Photo: Matthieu Alexandre/Caritas Internationalis

Do you know what the Sustainable Development Goals (SDGs) are? Many of us do, many of us don’t.

At least in Belgium, there seems to still be some awareness-raising work to do, both when it comes to mobilising the Belgian public (and this probably includes our colleagues too) and to sensitising our political decision-makers. This is quite a challenge. But a challenge we have decided to take up, because Caritas International Belgium believes in its role as a change-maker – changing realities for people in need, changing people’s opinions about what they are capable of doing, and showing and sharing ideas and opportunities with a diverse public. We also believe in our role as a message-bearer. Bearing witness, capturing people’s experiences, concerns and messages and passing these on to a broader public are two of the things we aim for. We approach and engage politicians, teachers, students and journalists through our educational and our advocacy work.

What does this look like?

Over the coming years, Caritas International Belgium will warm the Belgian public to the SDGs through its own educational work, specifically through workshops directed at youth and teachers. What are SDGs and how will they influence the lives of Belgian youth? And the other way around: how can youth work towards the implementation of the SDGs? How do you, as youth, decide which ones to work on? And how does this fit into our own work? Many Belgian non-governmental organisations (NGOs) have always had a specific interest in educating youth and teachers on sustainable development. But ideas surrounding this theme are constantly changing, which means our tools should too. This is a challenge we will tackle in close collaboration with other Belgian NGOs.
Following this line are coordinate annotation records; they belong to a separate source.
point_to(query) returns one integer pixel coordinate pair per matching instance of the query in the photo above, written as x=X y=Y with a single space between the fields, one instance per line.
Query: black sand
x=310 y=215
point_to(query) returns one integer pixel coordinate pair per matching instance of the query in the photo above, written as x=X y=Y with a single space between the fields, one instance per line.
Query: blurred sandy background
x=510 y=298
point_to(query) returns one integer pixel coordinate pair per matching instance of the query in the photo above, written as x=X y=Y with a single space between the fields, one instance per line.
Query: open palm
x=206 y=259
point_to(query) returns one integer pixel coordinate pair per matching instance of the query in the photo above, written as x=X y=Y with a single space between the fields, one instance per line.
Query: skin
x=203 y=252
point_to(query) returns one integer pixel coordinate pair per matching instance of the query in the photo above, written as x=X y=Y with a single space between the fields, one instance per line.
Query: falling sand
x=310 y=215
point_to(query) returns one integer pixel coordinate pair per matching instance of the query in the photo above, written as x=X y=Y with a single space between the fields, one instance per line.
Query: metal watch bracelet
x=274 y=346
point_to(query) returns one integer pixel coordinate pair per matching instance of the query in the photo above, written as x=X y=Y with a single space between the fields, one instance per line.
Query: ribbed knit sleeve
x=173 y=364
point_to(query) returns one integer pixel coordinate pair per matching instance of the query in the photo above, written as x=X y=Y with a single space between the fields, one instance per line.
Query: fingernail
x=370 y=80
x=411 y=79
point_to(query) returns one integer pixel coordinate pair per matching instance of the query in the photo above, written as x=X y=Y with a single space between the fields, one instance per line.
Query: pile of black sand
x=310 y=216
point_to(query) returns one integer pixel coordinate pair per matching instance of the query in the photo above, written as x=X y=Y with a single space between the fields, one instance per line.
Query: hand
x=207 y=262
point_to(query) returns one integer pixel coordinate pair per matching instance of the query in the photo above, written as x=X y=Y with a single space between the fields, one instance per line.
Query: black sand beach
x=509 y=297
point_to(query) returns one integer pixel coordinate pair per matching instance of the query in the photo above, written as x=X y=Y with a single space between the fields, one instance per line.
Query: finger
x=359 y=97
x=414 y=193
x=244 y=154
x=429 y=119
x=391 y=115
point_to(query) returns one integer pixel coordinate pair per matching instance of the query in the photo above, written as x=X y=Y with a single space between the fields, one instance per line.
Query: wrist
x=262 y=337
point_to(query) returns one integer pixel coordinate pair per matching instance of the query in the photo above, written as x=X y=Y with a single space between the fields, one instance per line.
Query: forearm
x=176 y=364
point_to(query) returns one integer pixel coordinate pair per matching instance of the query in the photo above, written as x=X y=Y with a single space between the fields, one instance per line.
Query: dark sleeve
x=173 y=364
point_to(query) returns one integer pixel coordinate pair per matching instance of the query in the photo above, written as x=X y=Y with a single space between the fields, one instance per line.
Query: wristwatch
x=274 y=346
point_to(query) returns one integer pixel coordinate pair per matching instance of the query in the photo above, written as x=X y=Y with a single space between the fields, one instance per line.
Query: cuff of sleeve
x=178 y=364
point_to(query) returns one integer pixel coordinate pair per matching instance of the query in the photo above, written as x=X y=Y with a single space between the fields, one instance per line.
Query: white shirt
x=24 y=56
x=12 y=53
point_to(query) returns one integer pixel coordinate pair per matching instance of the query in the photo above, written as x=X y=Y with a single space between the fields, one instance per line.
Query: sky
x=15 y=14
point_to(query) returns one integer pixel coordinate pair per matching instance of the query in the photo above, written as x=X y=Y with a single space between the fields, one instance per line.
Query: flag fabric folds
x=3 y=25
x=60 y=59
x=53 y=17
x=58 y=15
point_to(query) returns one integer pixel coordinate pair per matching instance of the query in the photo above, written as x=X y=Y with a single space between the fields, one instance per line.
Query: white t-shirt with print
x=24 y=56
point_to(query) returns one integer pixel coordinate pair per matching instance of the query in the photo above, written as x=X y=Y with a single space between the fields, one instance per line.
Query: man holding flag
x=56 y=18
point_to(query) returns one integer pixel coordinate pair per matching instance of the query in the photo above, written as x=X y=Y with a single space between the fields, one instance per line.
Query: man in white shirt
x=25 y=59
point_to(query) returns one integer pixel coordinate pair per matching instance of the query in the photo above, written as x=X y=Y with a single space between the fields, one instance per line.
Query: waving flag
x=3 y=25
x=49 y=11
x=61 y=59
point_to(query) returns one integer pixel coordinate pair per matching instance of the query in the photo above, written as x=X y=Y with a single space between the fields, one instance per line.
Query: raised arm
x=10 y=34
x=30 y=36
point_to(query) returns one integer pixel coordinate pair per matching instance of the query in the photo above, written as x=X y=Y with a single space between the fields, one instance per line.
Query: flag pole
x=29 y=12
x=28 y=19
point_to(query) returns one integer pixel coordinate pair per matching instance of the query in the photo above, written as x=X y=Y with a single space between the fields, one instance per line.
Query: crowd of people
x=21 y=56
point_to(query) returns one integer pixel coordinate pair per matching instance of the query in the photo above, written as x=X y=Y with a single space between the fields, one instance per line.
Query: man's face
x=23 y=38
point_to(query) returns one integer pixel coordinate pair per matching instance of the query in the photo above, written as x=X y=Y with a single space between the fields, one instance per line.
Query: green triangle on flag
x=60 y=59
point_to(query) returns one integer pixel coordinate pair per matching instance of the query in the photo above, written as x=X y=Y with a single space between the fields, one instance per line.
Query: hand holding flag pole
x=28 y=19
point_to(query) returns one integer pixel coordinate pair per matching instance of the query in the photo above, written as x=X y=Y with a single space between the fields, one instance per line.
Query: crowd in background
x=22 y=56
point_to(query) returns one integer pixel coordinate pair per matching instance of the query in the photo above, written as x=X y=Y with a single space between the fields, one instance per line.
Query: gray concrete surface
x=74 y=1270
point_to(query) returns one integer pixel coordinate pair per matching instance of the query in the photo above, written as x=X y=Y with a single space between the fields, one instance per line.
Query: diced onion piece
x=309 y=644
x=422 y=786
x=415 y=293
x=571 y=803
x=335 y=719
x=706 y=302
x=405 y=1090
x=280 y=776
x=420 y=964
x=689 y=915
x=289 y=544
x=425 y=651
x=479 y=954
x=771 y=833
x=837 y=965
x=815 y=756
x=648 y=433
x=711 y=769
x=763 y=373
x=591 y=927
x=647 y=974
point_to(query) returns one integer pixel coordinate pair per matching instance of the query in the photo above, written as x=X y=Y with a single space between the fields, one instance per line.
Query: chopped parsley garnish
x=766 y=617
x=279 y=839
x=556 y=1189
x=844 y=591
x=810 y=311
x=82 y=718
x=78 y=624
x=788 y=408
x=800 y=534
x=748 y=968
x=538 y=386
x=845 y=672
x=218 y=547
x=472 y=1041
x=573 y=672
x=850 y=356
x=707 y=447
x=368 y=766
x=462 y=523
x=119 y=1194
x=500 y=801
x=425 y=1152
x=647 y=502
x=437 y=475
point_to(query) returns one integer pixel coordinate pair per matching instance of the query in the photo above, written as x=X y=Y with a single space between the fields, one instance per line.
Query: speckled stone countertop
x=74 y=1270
The same goes for our political advocacy work around SDGs. During the past years, Belgian NGOs have built up their own expertise and skills. Because the overall SDG agenda (“Agenda 2030”) is so ambitious and all-encompassing, it makes sense to divide our time and energy wisely. Some Belgian NGOs are, for example, mostly interested in education (SDG 5) or water (SDG 6). Others are working on clean energy (SDG 7) or decent work (SDG 8). These are all crucial fields, but not necessarily fields where we, Caritas International Belgium, can contribute the most. Hence the ongoing process of finding out which NGOs work on which themes, and on which ones can we collaborate.

Should Caritas International Belgium’s focus be on peace (SDG 16), given that we spend a large part of our funds on emergency and relief efforts? Or on poverty (SDG 1), given that a major focus of our international cooperation projects in the Democratic Republic of Congo, Ethiopia, Niger, Rwanda and Burundi is precisely this? Or rather on migration (to be found in many SDG targets), since our work in Belgium consists in assisting migrants and refugees? Or shall we focus on all of these? Internally, the debate continues. On a national level, Belgian NGOs meet on a regular basis, exchanging ideas and concrete examples on how we are all appropriating and introducing the Agenda 2030 into our own programs, thinking and practices.

We will also collaborate with other NGOs to pressure the Belgian government to report on the progress made in the run-up to the Voluntary National Review. We applaud our government’s commitment and look forward to the presentation of its findings at the High Level Political Forum of July 2017. But, we will follow up closely the standards it will use to show and prove its engagement to make sure it sets the bar high enough. One way we engaged our politicians on this recently was by sending them a joint letter, which included the following “ten sustainable recommendations”:

  • Ensure a holistic approach;
  • Prioritise the most transformative SDGs;
  • Find the right balance between internal and extern policies;
  • Ensure a coherent policy for sustainable development;
  • Tackle inequality;
  • Pay attention to the gender dimension in all SDGs (not just SDG 5);
  • Involve civil society (see below);
  • Put your money where your mouth is. Implementing the SDGs is going to cost money. Provide for this;
  • Start off with appropriate indicators;
  • Ensure that the Voluntary Review Report is a starting-point.

Of course, engaging our/any government is not as easy as it sounds. While collaboration between governments and civil society is supposed to lie at the heart of the implementation of the 2030 Agenda, and while the current relations between Belgium’s NGOs and its government can be labelled as “courteous”, it is undeniable and worrying that the space offered to NGOs is shrinking. It is fair to say that the civil society is consulted formally on some decisions around the Agenda 2030. On others not. But to implement the SDGs, and to ensure that this is done in a just way, people must be at the centre – a message we will continue to spread.